The EM algorithm (expectation maximization) is a general algorithm for optimization of the likelihood function in cases where the model is specified probabilistically in terms of an observed and an unobserved (latent) component. HMMs (hidden Markov models) are models of this form because they have an unobserved component, the hidden states, and the actual observations are often called the emissions in the HMM terminology. Hence, HMMs form a class of models for which the EM algorithm can be useful.

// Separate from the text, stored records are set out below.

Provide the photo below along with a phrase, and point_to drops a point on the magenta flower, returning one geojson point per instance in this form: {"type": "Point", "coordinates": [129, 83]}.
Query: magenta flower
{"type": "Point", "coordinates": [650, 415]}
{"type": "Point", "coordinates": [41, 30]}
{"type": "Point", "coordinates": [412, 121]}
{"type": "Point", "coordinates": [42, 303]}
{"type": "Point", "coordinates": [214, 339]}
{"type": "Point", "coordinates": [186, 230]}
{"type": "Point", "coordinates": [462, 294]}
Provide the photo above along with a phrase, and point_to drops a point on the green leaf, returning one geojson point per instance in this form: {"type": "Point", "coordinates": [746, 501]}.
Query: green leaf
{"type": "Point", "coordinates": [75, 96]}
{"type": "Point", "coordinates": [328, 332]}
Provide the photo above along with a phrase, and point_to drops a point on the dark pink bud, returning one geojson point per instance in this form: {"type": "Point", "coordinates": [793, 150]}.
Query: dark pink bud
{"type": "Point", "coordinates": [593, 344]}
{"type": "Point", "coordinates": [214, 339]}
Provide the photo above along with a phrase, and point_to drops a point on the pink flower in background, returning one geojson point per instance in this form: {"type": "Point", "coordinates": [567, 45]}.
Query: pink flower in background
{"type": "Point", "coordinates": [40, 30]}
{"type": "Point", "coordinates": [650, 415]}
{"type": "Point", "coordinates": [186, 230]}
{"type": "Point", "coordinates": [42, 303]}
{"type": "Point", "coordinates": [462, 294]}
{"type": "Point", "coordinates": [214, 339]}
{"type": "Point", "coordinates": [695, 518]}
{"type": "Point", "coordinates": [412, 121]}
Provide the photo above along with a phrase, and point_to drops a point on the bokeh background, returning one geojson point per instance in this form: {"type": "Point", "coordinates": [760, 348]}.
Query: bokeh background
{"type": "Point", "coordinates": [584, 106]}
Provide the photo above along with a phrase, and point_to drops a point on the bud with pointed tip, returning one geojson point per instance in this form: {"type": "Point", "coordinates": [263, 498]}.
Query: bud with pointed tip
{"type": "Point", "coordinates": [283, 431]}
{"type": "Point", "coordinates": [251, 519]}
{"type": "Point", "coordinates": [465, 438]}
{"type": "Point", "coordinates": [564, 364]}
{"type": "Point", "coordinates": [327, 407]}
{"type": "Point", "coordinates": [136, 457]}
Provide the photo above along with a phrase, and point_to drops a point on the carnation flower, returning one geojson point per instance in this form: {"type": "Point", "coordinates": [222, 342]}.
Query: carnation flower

In generel, if the model consists of two components $(X,Y)$, which we assume take values in a finite space for simplicity, and if the probabilistic model specification consists of the joint point probabilities $p_{\theta}(x,y)$, parametrized by $\theta$, then the likelihood when observing only $X = x$ is $$L_x(\theta) = \sum_{y} p_{\theta}(x,y).$$ Though the sum looks innocent, it is not. For HMMs the sum will be over all possible transitions between the hidden states, which quickly becomes a formidable number when the length of the observed sequence grows. Fortunately there are algorithms for HMMs (forward-backward) for fast computation of the likelihood, and the likelihood could then, in principle, be plugged into any general purpose optimization algorithm for maksimum-likelihood estimation of $\theta$. The alternative is the EM-algorithm. This is an algorithm that iteratively alternates between

  • the E-step, which is a computation of a conditional expectation given the observed $x$ under the current estimate of $\theta$
  • the M-step, which is a maximization

The EM-algorithm makes most sense if the two steps above can be implemented in a computationally efficient way, e.g. when we have closed form expressions for the conditional expectation and the maximization.

Historically, the general EM-algorithm is credited to Dempster, Laird and Rubin, who proved in their 1977 paper, among other things, that the algorithm leads to a sequence of parameters with monotonely increasing likelihood values. They also coined the term "EM-algorithm". Interestingly, the EM-algorithm for HMMs was described already in 1970 by Baum et al., and is also often referred to as the Baum-Welch algorithm in the HMM literature (I don't know precisely what Welch did ...).